Laure les embrasse, Nils ! ça fait longtemps, enchantée, bienvenue à Rome, elle a les joues rouges, les cheveux noirs en bataille, un grand sourire elle les entraîne dans les rues de sa ville, dans un café où de vieux Romains jouent aux cartes, leur montre les incontournables, Isa n’en revient pas, ne dit pas un mot ou ne se souvient absolument pas de ce qu’elle dit, elle voit la ville à travers les yeux de Laure, ne voit que ses yeux. Laure les emmène manger dans un restaurant où on sert un plat unique, du poisson, des beignets de courgettes, Nils et elle échangent des souvenirs, des nouvelles de connaissances en commun. Laure la regarde bien un peu mais le plus naturellement du monde, comme si elles se retrouvaient elles aussi alors qu’Isa est sous le choc, prise au dépourvu par la beauté de ce visage.
Plus tard dans la soirée ils marchent encore longuement dans la ville, découvrent Rome de nuit, ils n’ont pas beaucoup de temps, demain matin déjà un train les emmènera vers le nord. Au détour d’une ruelle ils arrivent devant le vieil immeuble de Laure, son appartement sur cour, une porte ancienne, des barreaux aux fenêtres, des plantes partout. Elle leur montre la petite salle de bains, robinetterie désuète, fleurs séchées, odeur de savon, la chambre de l’autre côté de la pièce à vivre, des livres, un bureau, des draps blancs, leur dit qu’ils peuvent dormir ici, elle va s’installer dans le salon.
Ils boivent une eau-de-vie, trinquent en riant, il est presque une heure, ils se disent bonne nuit.

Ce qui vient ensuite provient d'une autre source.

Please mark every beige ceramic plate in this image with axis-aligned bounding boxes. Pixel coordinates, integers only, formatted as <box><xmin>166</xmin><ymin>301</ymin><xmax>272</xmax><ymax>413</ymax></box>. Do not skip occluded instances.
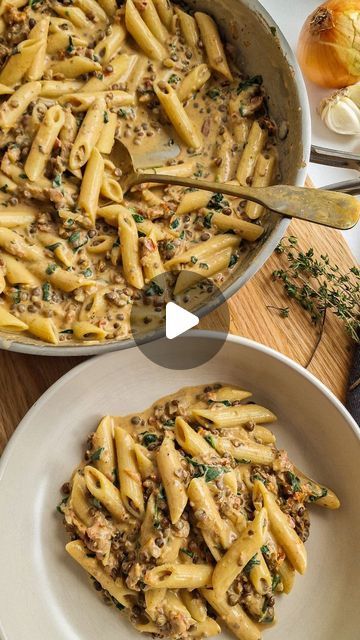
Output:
<box><xmin>0</xmin><ymin>332</ymin><xmax>360</xmax><ymax>640</ymax></box>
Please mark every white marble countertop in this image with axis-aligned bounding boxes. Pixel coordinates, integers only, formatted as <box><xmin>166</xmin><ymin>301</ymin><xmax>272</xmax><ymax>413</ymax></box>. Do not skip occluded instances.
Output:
<box><xmin>260</xmin><ymin>0</ymin><xmax>360</xmax><ymax>262</ymax></box>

En ressortant de la chambre pour passer à la salle de bains, la vision de Laure en train de lire sur son matelas le long du canapé, le halo d’une petite lampe sur son visage, sur le dos, une chemise d’homme, les jambes nues, elle baisse son livre un instant et elles se sourient, une seconde fois lorsque Isa repasse, se redisent bonne nuit, Laure éteint et ses jambes sont toujours là dans la nuit, sa chemise qui se froisse, sa tête qui se pose sur son coude, son corps tourné vers elle.

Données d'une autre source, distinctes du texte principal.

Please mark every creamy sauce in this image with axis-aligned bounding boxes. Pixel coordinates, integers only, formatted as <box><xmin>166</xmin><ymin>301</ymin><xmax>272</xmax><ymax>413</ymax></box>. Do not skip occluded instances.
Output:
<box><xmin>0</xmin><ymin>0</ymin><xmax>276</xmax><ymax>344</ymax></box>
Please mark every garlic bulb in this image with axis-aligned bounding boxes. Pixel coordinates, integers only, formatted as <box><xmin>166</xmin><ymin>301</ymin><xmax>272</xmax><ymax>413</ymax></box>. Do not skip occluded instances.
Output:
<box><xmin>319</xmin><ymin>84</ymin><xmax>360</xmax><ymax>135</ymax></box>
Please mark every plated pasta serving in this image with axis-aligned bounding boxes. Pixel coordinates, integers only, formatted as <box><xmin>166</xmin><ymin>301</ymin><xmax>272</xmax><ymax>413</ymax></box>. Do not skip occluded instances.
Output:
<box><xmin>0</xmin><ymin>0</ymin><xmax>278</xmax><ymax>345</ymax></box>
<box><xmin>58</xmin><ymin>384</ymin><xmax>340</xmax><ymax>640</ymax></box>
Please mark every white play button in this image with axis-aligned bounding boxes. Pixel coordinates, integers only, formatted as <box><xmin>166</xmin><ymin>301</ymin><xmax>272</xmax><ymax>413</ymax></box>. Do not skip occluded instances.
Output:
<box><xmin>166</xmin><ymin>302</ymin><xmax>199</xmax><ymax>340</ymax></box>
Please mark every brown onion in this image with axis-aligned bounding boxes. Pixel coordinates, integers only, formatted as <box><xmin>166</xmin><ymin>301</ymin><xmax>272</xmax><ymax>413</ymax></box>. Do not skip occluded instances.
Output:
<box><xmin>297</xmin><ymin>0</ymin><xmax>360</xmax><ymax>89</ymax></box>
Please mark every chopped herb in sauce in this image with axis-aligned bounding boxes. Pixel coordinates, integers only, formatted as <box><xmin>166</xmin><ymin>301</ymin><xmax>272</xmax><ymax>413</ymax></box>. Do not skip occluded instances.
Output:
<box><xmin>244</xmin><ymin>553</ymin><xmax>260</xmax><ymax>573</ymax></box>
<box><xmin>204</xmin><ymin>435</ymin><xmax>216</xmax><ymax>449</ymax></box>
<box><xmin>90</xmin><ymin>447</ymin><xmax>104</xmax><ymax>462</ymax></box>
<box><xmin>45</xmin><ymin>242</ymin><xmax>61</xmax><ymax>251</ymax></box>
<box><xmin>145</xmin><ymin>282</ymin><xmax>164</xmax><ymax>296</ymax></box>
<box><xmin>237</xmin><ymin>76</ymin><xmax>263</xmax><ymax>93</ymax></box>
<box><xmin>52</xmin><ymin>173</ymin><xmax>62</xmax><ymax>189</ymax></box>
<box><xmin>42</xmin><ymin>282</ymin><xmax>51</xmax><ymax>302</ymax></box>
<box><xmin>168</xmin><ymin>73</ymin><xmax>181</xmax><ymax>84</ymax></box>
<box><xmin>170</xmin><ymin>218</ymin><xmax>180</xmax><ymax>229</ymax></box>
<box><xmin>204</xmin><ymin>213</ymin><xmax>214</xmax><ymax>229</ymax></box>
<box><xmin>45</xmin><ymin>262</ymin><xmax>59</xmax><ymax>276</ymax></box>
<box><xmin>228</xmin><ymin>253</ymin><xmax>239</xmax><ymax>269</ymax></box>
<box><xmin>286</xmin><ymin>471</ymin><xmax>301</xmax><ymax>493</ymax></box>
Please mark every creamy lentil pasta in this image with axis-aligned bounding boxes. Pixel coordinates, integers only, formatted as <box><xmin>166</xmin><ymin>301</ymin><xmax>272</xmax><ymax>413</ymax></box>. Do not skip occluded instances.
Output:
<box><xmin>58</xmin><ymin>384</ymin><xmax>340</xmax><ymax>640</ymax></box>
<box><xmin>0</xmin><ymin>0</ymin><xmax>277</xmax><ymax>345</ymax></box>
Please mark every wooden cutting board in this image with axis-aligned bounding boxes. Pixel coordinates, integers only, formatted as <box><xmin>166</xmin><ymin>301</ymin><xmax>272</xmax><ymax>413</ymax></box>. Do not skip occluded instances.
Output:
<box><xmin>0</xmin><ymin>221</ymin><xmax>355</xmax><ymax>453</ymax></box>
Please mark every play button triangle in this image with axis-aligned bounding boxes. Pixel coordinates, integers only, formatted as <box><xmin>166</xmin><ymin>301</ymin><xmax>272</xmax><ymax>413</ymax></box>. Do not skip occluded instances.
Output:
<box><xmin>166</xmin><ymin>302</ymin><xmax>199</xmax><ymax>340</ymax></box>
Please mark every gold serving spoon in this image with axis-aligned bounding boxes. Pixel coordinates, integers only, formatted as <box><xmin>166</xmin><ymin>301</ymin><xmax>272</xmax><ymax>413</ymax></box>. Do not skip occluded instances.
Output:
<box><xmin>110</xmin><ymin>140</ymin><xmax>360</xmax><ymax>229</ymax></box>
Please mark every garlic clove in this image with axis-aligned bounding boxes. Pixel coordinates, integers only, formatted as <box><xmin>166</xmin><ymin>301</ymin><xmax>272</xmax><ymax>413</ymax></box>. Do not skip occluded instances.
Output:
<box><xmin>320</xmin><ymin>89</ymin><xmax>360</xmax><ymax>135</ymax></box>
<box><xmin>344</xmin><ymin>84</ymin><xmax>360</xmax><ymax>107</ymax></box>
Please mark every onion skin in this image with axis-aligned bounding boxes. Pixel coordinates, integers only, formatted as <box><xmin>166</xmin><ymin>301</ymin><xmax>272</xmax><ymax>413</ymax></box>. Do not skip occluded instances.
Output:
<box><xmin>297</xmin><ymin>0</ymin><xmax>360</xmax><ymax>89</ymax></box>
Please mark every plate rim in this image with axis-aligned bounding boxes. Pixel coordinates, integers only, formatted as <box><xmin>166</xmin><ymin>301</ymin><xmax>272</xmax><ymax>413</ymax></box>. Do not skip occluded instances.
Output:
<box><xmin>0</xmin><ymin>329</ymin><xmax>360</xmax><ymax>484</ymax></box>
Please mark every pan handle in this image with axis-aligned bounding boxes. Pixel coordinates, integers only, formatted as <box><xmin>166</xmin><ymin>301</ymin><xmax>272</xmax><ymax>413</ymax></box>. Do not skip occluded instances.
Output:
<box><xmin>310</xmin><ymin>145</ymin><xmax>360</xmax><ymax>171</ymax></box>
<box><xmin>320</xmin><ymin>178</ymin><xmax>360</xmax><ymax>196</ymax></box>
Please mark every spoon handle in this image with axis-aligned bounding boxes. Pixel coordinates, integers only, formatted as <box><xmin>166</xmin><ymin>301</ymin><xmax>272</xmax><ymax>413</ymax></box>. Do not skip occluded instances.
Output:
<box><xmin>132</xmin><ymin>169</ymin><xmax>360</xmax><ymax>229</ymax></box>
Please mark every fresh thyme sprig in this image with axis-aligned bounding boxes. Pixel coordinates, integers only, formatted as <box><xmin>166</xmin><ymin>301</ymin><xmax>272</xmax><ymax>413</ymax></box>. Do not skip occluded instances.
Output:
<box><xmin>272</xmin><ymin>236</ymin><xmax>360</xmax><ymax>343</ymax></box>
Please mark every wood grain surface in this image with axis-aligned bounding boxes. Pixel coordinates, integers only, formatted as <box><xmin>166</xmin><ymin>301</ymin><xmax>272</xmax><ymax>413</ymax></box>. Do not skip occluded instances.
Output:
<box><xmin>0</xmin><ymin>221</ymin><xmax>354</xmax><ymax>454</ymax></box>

Il fait chaud dans la chambre. Nils a les yeux fermés. Isa se déshabille, se glisse contre lui, une jambe repliée sur les siennes. Il pose sa main dans son dos, se rend compte qu’elle est nue, descend vers ses fesses et elle se tourne, les bras derrière la tête les seins dressés, perdue loin. Il la touche, elle est trempée, il descend entre ses cuisses, durcit encore en prenant ses fesses dans ses mains, les écarte pour entrevoir son sexe à la lueur des persiennes. Ils ne font pas un bruit. Nils n’imagine pas qu’elle est juste de l’autre côté de la porte, sur un matelas posé sur les vieilles tomettes, que ses doigts, sa langue, c’est ce visage, ces yeux noirs penchés sur elle, sa langue à elle qui glisse sur ses lèvres, ses doigts qui s’enfoncent lentement en elle. Isa se contracte, respire fort, Nils l’embrasse, elle n’ouvre pas les yeux, s’endort.

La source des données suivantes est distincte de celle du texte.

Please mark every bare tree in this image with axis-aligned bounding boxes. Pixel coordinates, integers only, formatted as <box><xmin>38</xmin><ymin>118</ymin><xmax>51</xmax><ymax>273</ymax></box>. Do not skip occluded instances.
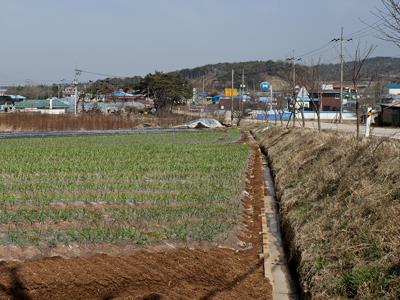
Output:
<box><xmin>371</xmin><ymin>0</ymin><xmax>400</xmax><ymax>48</ymax></box>
<box><xmin>352</xmin><ymin>44</ymin><xmax>376</xmax><ymax>139</ymax></box>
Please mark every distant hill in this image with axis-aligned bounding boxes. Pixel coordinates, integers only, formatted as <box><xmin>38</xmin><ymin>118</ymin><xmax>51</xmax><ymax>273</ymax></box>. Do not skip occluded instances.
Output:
<box><xmin>175</xmin><ymin>57</ymin><xmax>400</xmax><ymax>90</ymax></box>
<box><xmin>7</xmin><ymin>57</ymin><xmax>400</xmax><ymax>99</ymax></box>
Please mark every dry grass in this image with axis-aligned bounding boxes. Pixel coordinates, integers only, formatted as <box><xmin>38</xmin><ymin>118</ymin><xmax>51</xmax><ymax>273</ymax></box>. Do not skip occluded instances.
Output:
<box><xmin>257</xmin><ymin>128</ymin><xmax>400</xmax><ymax>299</ymax></box>
<box><xmin>0</xmin><ymin>113</ymin><xmax>193</xmax><ymax>131</ymax></box>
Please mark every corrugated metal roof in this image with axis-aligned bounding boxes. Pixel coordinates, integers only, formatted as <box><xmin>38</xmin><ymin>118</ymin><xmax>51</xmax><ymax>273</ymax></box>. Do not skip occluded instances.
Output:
<box><xmin>385</xmin><ymin>83</ymin><xmax>400</xmax><ymax>89</ymax></box>
<box><xmin>15</xmin><ymin>99</ymin><xmax>69</xmax><ymax>109</ymax></box>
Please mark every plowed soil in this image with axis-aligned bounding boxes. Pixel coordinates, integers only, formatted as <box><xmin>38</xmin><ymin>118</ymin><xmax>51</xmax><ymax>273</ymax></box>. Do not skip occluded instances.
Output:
<box><xmin>0</xmin><ymin>141</ymin><xmax>272</xmax><ymax>299</ymax></box>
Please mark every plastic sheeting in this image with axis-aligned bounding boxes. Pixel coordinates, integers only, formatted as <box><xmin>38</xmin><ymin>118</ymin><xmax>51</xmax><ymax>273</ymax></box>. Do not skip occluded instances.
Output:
<box><xmin>184</xmin><ymin>119</ymin><xmax>224</xmax><ymax>128</ymax></box>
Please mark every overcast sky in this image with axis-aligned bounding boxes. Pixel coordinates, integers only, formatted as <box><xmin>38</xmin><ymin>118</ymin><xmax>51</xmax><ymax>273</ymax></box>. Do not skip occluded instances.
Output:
<box><xmin>0</xmin><ymin>0</ymin><xmax>400</xmax><ymax>85</ymax></box>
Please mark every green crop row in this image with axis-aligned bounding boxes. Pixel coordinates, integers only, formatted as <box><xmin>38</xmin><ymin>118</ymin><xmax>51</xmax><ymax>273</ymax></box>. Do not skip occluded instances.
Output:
<box><xmin>0</xmin><ymin>130</ymin><xmax>249</xmax><ymax>244</ymax></box>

Au matin, ils se préparent tous les trois comme des colocataires de toujours, pas le temps de prendre un café, mais Laure les accompagne à l’arrêt de tram. L’air sent le printemps, Laure a juste enfilé un jean et des chaussures, rit d’elle-même une fois dans la rue de sortir comme ça, à moitié en pyjama.
Ses yeux qui plissent, ses seins qui pointent sous le tissu de la chemise, Isa ne s’en remettra jamais.